According to CNN, the Department of Homeland Security is discussing plans to join forces with outside entities as a way of circumventing the limitations it faces. Although the DHS has stated that all of its work is “consistent with the Constitution,” these would-be partnerships may provide an intelligence-gathering resource that is too hard to resist.
Liberty Is a Liability
Even with a slew of new laws and regulations coming out of Washington, D.C., the government is still limited by those pesky protections built into the Republic. Liberty is a liability for statists, and so they need a workaround. The answer, it seems, is letting private firms do the dirty work and simply pass along the results. These companies could do things the government can’t, like assume false identities to infiltrate groups and gain access to private messaging apps. While the government can’t go any deeper on social media than the public posts, the platforms themselves have access to all sorts of personal information, including private messages.
That’s the real and obvious way in which working with private parties circumvents government limitations, but what of the very real potential for hypothetical crimes? What would happen if a private party working with the government obtained interesting information through criminal means? How difficult would it be for the Department of Homeland Security to simply adopt a “don’t ask, don’t tell” policy for this kind of information?
FISA and FOIA Get the F Out
As Liberty Nation Legal Affairs Editor Scott D. Cosenza, Esq. pointed out, “the procedure of surveilling U.S. citizens under FISA offers a much lower hurdle for the government to overcome before they’re allowed to listen in on what Americans are saying.” But even then, there are hurdles. Why else would so many “flaws” have been necessary in the warrant application to spy on Carter Page? The legal authority to pay third parties for information, no questions asked, removes any need to go through this tedious process.

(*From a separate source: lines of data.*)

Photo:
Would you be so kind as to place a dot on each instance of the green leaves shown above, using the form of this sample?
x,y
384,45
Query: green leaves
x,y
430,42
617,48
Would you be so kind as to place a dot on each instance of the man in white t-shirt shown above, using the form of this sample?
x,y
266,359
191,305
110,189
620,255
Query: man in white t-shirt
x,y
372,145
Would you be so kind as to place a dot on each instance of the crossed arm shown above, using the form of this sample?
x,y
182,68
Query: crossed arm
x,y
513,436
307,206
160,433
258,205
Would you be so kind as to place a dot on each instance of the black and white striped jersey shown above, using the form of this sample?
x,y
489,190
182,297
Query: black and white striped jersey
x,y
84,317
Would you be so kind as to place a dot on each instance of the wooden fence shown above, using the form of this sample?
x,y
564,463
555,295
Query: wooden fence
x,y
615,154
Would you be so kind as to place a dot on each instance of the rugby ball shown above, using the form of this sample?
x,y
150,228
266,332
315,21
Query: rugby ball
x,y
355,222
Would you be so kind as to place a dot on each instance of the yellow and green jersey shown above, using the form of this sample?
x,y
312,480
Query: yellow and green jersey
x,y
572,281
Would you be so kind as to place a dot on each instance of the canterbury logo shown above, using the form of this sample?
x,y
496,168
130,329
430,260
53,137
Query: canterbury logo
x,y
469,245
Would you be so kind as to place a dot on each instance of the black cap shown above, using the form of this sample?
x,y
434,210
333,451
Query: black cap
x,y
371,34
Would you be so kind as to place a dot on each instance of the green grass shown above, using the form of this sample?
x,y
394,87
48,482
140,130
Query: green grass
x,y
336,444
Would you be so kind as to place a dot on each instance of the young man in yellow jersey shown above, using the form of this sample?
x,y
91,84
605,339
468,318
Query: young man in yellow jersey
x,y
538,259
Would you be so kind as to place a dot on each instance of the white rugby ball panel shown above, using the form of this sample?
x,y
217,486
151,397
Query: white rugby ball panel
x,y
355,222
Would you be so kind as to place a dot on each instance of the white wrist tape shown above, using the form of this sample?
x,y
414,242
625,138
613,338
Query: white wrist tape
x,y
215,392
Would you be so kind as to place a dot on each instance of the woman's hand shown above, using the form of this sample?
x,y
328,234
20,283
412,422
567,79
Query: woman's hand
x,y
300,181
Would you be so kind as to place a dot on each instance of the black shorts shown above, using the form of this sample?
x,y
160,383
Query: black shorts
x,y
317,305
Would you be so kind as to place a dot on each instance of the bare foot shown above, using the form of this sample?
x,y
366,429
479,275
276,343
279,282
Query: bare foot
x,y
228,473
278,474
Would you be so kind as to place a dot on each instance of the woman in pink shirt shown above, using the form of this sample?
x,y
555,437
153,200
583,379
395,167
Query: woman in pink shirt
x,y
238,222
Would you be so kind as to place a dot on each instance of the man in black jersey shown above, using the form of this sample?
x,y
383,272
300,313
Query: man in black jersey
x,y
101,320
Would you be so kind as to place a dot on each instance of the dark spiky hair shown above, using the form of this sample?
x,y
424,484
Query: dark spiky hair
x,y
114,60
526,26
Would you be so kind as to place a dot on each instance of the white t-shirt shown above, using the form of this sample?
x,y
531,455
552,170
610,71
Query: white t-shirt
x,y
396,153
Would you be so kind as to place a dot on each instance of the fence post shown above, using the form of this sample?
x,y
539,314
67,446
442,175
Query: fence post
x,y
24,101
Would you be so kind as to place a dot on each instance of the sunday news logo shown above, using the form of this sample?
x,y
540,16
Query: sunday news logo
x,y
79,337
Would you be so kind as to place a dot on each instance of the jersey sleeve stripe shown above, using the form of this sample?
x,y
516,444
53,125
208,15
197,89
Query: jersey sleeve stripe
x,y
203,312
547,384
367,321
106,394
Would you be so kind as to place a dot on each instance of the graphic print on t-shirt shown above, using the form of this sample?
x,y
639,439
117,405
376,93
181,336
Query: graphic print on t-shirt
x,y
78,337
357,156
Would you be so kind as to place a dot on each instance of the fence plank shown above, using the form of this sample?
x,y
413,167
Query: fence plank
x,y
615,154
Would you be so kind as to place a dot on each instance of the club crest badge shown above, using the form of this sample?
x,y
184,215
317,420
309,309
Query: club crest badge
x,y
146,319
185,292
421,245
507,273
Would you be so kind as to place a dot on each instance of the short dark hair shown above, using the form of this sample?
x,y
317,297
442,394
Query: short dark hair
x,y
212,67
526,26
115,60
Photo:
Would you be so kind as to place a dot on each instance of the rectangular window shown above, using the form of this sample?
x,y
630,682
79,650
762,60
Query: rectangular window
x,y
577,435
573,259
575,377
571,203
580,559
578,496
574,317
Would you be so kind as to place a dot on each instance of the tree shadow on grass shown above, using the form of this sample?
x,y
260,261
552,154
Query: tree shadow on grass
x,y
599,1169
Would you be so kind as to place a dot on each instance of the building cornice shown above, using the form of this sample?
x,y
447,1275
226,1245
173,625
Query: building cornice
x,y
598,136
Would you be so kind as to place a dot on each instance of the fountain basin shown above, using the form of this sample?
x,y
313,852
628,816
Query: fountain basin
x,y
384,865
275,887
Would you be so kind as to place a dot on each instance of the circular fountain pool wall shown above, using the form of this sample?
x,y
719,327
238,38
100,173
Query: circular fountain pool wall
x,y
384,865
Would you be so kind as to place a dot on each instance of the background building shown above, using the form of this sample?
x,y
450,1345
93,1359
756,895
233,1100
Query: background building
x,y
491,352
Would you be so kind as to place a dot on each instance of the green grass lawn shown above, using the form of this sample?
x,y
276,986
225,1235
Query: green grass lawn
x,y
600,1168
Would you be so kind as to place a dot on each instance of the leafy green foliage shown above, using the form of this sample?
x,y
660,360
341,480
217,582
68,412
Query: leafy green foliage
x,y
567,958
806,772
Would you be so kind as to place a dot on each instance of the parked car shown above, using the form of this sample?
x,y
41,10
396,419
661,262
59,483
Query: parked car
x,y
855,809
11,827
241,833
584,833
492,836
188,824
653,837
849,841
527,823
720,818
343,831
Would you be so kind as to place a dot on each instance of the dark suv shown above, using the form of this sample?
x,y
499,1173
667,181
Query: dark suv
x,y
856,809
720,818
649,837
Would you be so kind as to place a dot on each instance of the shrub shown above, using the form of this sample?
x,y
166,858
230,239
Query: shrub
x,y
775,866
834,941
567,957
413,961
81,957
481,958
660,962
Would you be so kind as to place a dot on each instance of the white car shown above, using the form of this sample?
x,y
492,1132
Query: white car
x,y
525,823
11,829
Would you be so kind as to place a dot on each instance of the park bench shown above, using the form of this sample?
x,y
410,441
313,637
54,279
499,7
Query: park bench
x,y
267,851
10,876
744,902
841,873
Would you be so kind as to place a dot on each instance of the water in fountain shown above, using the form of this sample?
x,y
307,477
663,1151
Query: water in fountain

Then there’s the Freedom of Information Act. The FOIA is, as LN’s Sarah Cowgill put it, “a handy and frequently utilized tool for researchers, journalists, and other media types.” It allows people to request the facts directly from the relevant government agency. But here’s the kicker: It’s only applicable to federal agencies. If some private party did the dirty deeds – whether legal for a private party or not – there’s no way to hold the government accountable. Like Pontius Pilate, an agency can simply wash its proverbial hands of the matter and be absolved of all responsibility.